VANCOUVER, BRITISH COLUMBIA--(Marketwire - Dec. 19, 2012) - Scorpio Gold Corporation ("Scorpio Gold" or the "Company") (TSX VENTURE:SGN) announces that it has completed the acquisition (the "Acquisition") of two exploration-stage Nevada mineral properties, known as the Goldwedge and Pinon properties (the "Properties") from Royal Standard Minerals Inc. ("Royal Standard"). The Company acquired the Properties pursuant to the terms of an asset purchase agreement, which was disclosed in the Company's news release dated October 11, 2012.
In consideration for the Acquisition, the Company paid Royal Standard $1,250,000 in cash, less certain holdback amounts, issued Royal Standard 3,000,000 common shares (the "Consideration Shares") and assumed approximately US$16,500,000 of debt (the "Royal Standard Debt") owing by Royal Standard to Waterton Global Value, L.P. ("Waterton").
Scorpio assumed the Royal Standard Debt pursuant to the terms of a credit facility agreement (the "Credit Agreement") with Waterton, which provides that Scorpio Gold will be indebted to Waterton (the "Scorpio Debt") in the principal amount of US$16,000,000, but that the principal amount of the Scorpio Debt will increase to $16,250,000 if not repaid within one year, and increase to $16,500,000 if not repaid within two years. Under the terms of the Credit Agreement, the Scorpio Debt with accrue interest at a rate of 8% per annum, be repaid in monthly instalments over a 36 month period, be secured against all of the Company's assets, and may be repaid by the Company at any time without penalty. The Credit Agreement also provides that the Company will be required to use 50% of any net revenues from the Goldwedge property and 100% of any net toll-milling revenues from the mill located on the Goldwedge property to pre-pay the Scorpio Debt.
In connection with the Acquisition, the Company and Waterton entered into a royalty agreement (the "New Royalty Agreement") to reduce certain existing royalties held by Waterton in respect of the Properties and a gold supply agreement in respect of the Goldwedge Property (the "New Gold Supply Agreement", collectively with the New Royalty Agreement, the "New Agreements"). Under the terms of the New Royalty Agreement, the Company granted Waterton a 2% net smelter return royalty (the "NSR") on the Goldwedge property and portions of the Pinon property. The NSR in respect of portions of the Pinon property may be reduced by half (to a 1% NSR) for a cash payment to Waterton of US$1,000,000. The NSR in respect of the Goldwedge property may be reduced by half (to a 1% NSR) for a cash payment to Waterton of US$1,000,000, and then eliminated for a further cash payment of US$2,000,000. Under the terms of the New Gold Supply Agreement, the Company will be required to sell to Waterton all gold produced at the Goldwedge property until the date that is the later of the date the Scorpio Debt is repaid and December 17, 2015, subject to extension for certain force majeure events. Gold sold to Waterton pursuant to the New Gold Supply Agreement will be priced at the lower of the average settlement price of gold for the 10 trading days prior to the date of sale, and the settlement price of gold on the trading day immediately prior to the date of sale.
The New Agreements replace prior royalty and gold supply agreements (the "Prior Property Agreements") granted to Waterton by Royal Standard, which ran with the Properties and were on terms less beneficial to the Company than the New Agreements. In consideration for Waterton's agreement to terminate the Prior Property Agreements and replace them with the New Agreements, the Company has issued Waterton 7,500,000 common shares (the "Termination Shares"). The Consideration Shares and the Termination Shares are subject to a four month hold period under applicable securities laws which will expire on April 18, 2013.

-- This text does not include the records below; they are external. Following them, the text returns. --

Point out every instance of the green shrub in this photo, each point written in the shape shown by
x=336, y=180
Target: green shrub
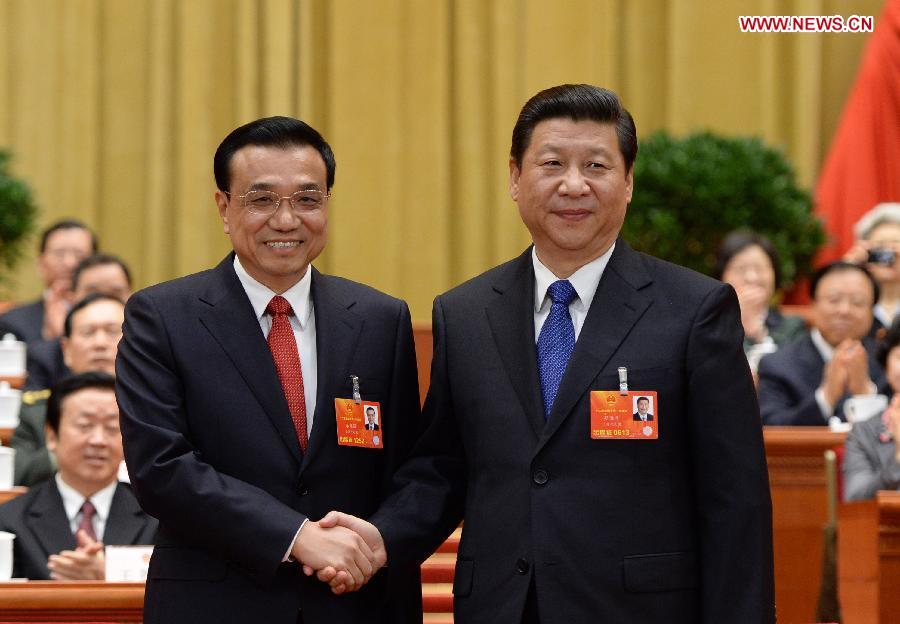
x=690, y=192
x=17, y=216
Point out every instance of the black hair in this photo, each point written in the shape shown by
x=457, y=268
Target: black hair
x=280, y=132
x=70, y=385
x=737, y=241
x=577, y=102
x=67, y=224
x=841, y=265
x=81, y=305
x=100, y=260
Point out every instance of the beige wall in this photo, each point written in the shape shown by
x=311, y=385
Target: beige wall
x=114, y=109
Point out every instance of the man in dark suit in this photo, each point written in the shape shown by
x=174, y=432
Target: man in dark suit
x=549, y=533
x=62, y=524
x=92, y=330
x=63, y=245
x=227, y=382
x=808, y=381
x=97, y=274
x=643, y=413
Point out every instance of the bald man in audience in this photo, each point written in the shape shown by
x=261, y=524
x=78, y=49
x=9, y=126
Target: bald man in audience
x=63, y=245
x=807, y=382
x=92, y=331
x=62, y=524
x=100, y=273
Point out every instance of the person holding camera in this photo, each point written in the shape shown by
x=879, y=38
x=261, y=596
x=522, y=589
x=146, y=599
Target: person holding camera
x=877, y=247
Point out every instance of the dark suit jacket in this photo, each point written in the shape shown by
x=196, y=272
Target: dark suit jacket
x=25, y=321
x=212, y=451
x=45, y=364
x=39, y=521
x=869, y=463
x=544, y=504
x=788, y=380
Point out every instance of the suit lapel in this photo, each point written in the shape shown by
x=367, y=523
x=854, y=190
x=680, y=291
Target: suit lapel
x=125, y=521
x=617, y=306
x=230, y=319
x=48, y=520
x=337, y=332
x=511, y=317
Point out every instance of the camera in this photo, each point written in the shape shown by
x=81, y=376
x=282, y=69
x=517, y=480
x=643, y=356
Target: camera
x=882, y=256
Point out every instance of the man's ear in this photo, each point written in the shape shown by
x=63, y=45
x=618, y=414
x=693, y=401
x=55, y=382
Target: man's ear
x=222, y=204
x=51, y=438
x=514, y=173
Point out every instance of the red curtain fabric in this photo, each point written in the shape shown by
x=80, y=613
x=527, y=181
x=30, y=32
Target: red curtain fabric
x=862, y=167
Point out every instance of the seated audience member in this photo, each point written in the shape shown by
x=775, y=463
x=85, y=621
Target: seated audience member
x=748, y=261
x=807, y=381
x=99, y=273
x=62, y=524
x=92, y=331
x=871, y=457
x=878, y=248
x=63, y=245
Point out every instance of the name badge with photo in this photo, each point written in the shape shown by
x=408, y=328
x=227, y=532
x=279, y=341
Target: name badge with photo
x=630, y=415
x=359, y=423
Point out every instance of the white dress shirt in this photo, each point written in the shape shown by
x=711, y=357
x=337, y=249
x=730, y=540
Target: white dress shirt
x=303, y=322
x=73, y=500
x=585, y=281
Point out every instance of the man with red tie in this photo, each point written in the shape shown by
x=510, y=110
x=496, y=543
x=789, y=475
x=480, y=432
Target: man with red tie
x=227, y=383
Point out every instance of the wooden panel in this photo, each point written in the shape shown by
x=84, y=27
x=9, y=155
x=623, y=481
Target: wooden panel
x=869, y=559
x=76, y=601
x=799, y=511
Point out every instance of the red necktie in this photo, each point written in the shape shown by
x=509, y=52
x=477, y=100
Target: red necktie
x=287, y=363
x=87, y=519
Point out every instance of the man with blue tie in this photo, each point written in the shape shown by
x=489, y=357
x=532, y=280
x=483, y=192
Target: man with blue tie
x=532, y=442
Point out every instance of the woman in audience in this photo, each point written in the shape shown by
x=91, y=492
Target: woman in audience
x=871, y=457
x=878, y=248
x=749, y=262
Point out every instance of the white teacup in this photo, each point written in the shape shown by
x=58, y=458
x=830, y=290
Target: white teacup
x=6, y=555
x=7, y=467
x=862, y=407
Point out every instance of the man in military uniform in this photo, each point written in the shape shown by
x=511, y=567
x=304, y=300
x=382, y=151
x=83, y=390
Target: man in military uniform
x=91, y=337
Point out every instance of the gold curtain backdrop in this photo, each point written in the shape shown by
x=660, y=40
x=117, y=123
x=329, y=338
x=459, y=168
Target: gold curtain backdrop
x=113, y=109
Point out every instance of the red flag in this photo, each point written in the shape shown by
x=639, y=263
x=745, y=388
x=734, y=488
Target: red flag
x=862, y=168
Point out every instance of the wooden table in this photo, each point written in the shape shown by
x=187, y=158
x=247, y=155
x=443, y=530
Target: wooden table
x=799, y=512
x=869, y=560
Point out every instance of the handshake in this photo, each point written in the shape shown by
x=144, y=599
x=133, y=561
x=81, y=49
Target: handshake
x=341, y=550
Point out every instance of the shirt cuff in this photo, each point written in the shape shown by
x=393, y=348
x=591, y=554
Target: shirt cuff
x=288, y=557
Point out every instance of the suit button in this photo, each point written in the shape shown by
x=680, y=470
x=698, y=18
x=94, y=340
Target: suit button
x=522, y=566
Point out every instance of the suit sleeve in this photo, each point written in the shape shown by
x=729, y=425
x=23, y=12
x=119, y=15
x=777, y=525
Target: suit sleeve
x=208, y=508
x=780, y=402
x=730, y=472
x=429, y=490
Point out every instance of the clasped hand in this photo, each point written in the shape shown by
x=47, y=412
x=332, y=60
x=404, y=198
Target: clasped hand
x=341, y=550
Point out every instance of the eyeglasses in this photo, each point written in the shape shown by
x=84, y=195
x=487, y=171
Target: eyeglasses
x=266, y=203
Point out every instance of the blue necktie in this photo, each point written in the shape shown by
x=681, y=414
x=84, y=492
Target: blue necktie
x=556, y=341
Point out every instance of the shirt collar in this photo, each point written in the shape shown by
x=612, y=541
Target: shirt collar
x=73, y=499
x=260, y=295
x=822, y=346
x=585, y=280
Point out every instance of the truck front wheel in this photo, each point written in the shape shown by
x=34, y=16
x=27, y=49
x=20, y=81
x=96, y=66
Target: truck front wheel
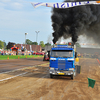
x=51, y=76
x=73, y=75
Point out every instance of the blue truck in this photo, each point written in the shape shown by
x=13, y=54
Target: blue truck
x=62, y=61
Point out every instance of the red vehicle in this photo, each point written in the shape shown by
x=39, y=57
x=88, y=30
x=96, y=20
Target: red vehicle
x=38, y=53
x=46, y=56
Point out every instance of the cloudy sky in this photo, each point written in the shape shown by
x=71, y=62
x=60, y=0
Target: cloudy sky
x=18, y=17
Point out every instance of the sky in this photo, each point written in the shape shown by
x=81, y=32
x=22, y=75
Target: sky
x=18, y=17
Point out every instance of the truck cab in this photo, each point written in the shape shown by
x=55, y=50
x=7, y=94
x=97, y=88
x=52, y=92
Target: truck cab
x=62, y=61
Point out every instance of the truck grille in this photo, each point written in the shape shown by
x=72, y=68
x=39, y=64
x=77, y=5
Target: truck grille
x=61, y=64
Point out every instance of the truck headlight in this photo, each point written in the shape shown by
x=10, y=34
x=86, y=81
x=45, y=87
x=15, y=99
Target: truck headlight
x=51, y=68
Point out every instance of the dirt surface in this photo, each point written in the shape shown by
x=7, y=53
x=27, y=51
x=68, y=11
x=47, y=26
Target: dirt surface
x=35, y=83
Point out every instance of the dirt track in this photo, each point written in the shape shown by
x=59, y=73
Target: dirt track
x=36, y=84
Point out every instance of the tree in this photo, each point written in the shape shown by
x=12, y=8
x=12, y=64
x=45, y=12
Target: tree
x=28, y=41
x=42, y=44
x=47, y=44
x=78, y=45
x=1, y=44
x=34, y=43
x=10, y=44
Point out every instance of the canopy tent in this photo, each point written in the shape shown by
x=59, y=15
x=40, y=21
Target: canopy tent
x=14, y=48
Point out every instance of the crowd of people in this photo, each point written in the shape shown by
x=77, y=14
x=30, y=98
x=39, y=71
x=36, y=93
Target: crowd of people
x=10, y=52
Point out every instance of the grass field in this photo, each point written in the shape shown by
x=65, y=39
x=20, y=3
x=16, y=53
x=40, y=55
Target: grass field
x=5, y=57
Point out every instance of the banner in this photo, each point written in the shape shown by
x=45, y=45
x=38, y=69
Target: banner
x=64, y=4
x=91, y=82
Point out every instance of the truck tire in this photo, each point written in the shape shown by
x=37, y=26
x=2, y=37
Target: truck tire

For additional information please see the Company's website at www.scorpiogold.com.
ON BEHALF OF THE BOARD
SCORPIO GOLD CORPORATION
Peter J. Hawley, CEO
This news release may contain forward-looking statements that are based on the Company's current expectations and estimates. Forward-looking statements are frequently characterized by words such as "plan", "expect", "project", "intend", "believe", "anticipate", "estimate", "suggest", "indicate" and other similar words or statements that certain events or conditions "may" or "will" occur, and include, without limitation, statements regarding the Company's current plans. Such forward-looking statements involve known and unknown risks, uncertainties and other factors that could cause actual events or results to differ materially from estimated or anticipated events or results implied or expressed in such forward-looking statements. Any forward-looking statement speaks only as of the date on which it is made and, except as may be required by applicable securities laws, the Company disclaims any intent or obligation to update any forward-looking statement, whether as a result of new information, future events or results or otherwise. Forward-looking statements are not guarantees of future performance and accordingly undue reliance should not be put on such statements due to the inherent uncertainty therein.
Neither TSX Venture Exchange nor its Regulation Services Provider (as that term is defined in the policies of the TSX Venture Exchange) accepts responsibility for the adequacy or accuracy of this release.